On Nov 24, 2018, at 11:27 AM, Brian Inglis <Brian.Inglis@SystematicSw.ab.ca> wrote:
On 2018-11-23 16:21, Guy Harris wrote:
On Nov 23, 2018, at 3:05 PM, Steve Allen <sla@ucolick.org> wrote:
On Fri 2018-11-23T15:00:31-0800 Guy Harris hath writ:
So there is no requirement that a tzdb region be a connected space? I think not. Hopefully the makers of shape files for tzdb regions have taken that into account.
Check Arizona (AZ), USA - which does not observe DST - Navajo Nation in NE AZ observes DST as it also spans NW New Mexico, SE Utah, SW Colorado and those states observe DST - the Hopi Reservation enclave and its smaller exclaves within Navajo Nation do not observe DST. If these areas are appropriately flagged or displayed, the data should be good.

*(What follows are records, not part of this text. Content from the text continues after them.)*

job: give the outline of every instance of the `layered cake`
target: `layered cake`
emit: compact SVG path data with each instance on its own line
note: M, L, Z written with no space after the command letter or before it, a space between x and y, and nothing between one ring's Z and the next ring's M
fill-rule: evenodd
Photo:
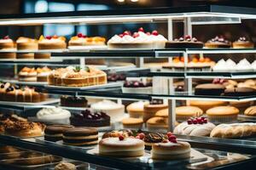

So those would be the America/Phoenix tzdb region, which should include the non-Navajo Nation parts of Arizona, including the Hopi Reservation, and the America/Denver tzdb region, which should include the Navajo Nation. That means that the America/Phoenix region is not a connected space. This image: https://raw.githubusercontent.com/evansiroky/timezone-boundary-builder/maste... doesn't appear to reflect that; hopefully the timezone boundary builder: https://github.com/evansiroky/timezone-boundary-builder supports regions built by adding arbitrary connected spaces to, and removing arbitrary connected spaces from, an initial connected space. I'll let Deborah Goldsmith address whether Apple's regions (used for the macOS/iOS/etc. location-to-tzdb-region mapping) can, and do, handle this.